Two FKRM students recipients of funding through Research Manitoba Awards
Students Nicole Brunton and Craig Hillier have received funding for their respective projects through Research Manitoba Awards.
Factulty of Kinesiology and Recreation Management students, Nicole Brunton and Craig Hillier, have received funding through the Research Manitoba Awards.

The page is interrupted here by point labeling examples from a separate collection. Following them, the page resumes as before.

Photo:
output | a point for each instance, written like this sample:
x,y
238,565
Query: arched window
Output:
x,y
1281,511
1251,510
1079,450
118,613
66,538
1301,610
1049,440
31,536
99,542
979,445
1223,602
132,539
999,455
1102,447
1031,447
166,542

Applied Health Sciences Ph.D. student, Nicole Brunton received funding for her project, “Is exposure to diabetes in utero causally associated with hypertension in offspring? A triangulation approach.”
Master’s student, Craig Hillier, received funding for his project, “The effects of a savouring intervention among adolescent athletes.”
Research Manitoba supports and coordinates the funding of research and innovation in health, natural and social sciences, engineering and the humanities in Manitoba.
For Brunton and Hillier, curiosity is the centre of their research.
Bruton, who received her undergraduate degree in exercise physiology from the University of British Columbia, Okanagan, became interested in prevention while working rehab in an acute care hospital.
“I was always thinking about why we were doing something,” said Brunton.
She often had questions there weren’t always answers for, which eventually led her to research. The ability to do different kinds of research and ask different questions brought her to the University of Manitoba.
Brunton’s project looks at exposure to diabetes in utero and if that influences someone’s risk of developing hypertension or high blood pressure later in life. They are using a triangulation approach in their research to try and estimate whether this association in the literature is causal or a statistical association.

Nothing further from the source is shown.